Haigh Hall is a Victorian country mansion, which stands on the sight of a medieval manor house, in the heart of its own extensive and very overgrown grounds. It is now owned by the local authority, but has a reputation for being one of the most haunted buildings in the whole of northern England.

Violent and tragic events occurred in and around the Hall during the Middle Ages, the English Civil War and the two Jacobite rebellions, and the consequences of these can still be felt today. Among the many ghosts believed to roam the eerie edifice, not to mention its acres of tangled, trackless woodland are Lady Mabel, an unhappy former chatelaine of the manor, whose faceless spectre is believed to bring disaster if it is ever seen, a truly nightmarish figure in an executioner’s hood (believed to be connected to the decapitation of James Stanley, the Earl of Derby, in 1651), a whispering, giggling spirit who always dares you to look over your shoulder at it (you are advised never to do so), and a snuffling, horse-like entity, which has reportedly shrieked at intruders and chased them, banging the walls and floorboards with massive hooves.

All kinds of other phenomena have been reported at the Hall, several paranormal investigations have ended abruptly with investigators either injured or suffering nervous breakdowns, and rumours are now rife that a secret tunnel from the Hall runs several miles to the cellar of Wigan Parish Church, and links with a temple to Mithras, which was uncovered during the excavations of an old Roman camp called Coccium. Mithras wasn’t a particularly evil god by standards of that era, but he was associated with complex initiation rites, animal sacrifice and much summoning of spirits – many drawn from the rocks and the earth, rather than the bodies of those deceased. So, draw your own conclusions from that.

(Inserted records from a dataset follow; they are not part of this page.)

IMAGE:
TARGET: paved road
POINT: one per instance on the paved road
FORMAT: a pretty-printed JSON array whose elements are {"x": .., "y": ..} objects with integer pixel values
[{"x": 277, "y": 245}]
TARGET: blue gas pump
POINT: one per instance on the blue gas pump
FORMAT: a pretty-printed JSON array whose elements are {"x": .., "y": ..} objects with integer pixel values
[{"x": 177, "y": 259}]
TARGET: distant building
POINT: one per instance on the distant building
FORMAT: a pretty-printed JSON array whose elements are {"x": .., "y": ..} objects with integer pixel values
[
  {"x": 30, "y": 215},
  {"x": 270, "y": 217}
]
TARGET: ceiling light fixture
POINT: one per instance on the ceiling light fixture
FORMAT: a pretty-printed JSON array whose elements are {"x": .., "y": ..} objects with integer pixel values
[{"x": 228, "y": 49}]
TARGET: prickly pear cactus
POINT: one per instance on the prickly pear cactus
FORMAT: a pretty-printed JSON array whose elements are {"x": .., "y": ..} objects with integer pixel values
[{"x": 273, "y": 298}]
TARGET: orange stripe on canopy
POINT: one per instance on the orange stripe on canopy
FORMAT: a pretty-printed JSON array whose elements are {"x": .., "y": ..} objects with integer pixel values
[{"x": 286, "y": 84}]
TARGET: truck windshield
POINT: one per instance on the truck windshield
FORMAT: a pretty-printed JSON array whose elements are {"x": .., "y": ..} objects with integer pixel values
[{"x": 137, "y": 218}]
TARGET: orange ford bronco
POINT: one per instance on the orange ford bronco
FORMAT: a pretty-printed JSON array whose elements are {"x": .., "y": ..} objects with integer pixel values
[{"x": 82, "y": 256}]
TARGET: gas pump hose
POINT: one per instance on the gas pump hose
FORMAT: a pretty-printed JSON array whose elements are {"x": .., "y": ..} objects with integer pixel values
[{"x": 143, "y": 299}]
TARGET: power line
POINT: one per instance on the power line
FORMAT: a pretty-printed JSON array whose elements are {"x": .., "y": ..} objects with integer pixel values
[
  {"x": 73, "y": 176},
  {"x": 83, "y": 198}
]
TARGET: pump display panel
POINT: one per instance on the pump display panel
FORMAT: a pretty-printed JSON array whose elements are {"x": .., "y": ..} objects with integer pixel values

As well as a tour of the Hall, which will be conducted by one of the regular guides who work there (and which may include the much feared upper floor, where some of the most frightening ghostly activity has been reported), I’ll be presenting a few of the spookier anecdotes involving the estate, and reading a new purpose-written novella, THE UPPER TIER, which is based on some truly terrifying events that occurred relatively recently in the building’s past.

Newcomers to this blog can check out earlier entries for more detailed appetisers re. the haunting at Haigh Hall.

A quick warning: this event is NOT for children.

Tuesday, 1 March 2011

The Devil's Rock will premiere at Cannes



I’ve learned today that The Devil’s Rock will be screening at the Cannes Film Festival market on May 13th and May 15th.

Obviously this is pretty exciting. The market screenings at Cannes are part of the business operation – very useful for attracting distributors, critics, buyers and so forth, but they’re also open to everyone at the festival, so they tend to receive an awful lot of of attention.

I'm not a stranger to seeing my material on screen. I wrote for ITV's The Bill for several years in the late 1990s and early 2000s, but The Devil’s Rock is only the second of my horror movie scripts to go all the way to production, so I'm pretty over the moon about all the interest that this one is already attracting.

It takes us back to 1944 and tells the tale of an Allied commando raid in the Channel Islands on the eve of the Normandy invasion, which uncovers a Nazi plot to unleash demonic powers. I wrote the script over the winter of 2009/2010, and it was directed last summer by Paul Campion (pictured below on set, courtesy of Guernsey Press), who is already a veteran of such movie blockbusters as Lord Of The Rings and King Kong, but who also won much praise for his acclaimed shorts, Night Of The Hell Hamsters and the multi-award winning Eel Girl.

My understanding is that post-production on The Devil's Rock is now almost complete, and that we should have our first trailer sometime in the next two or three weeks.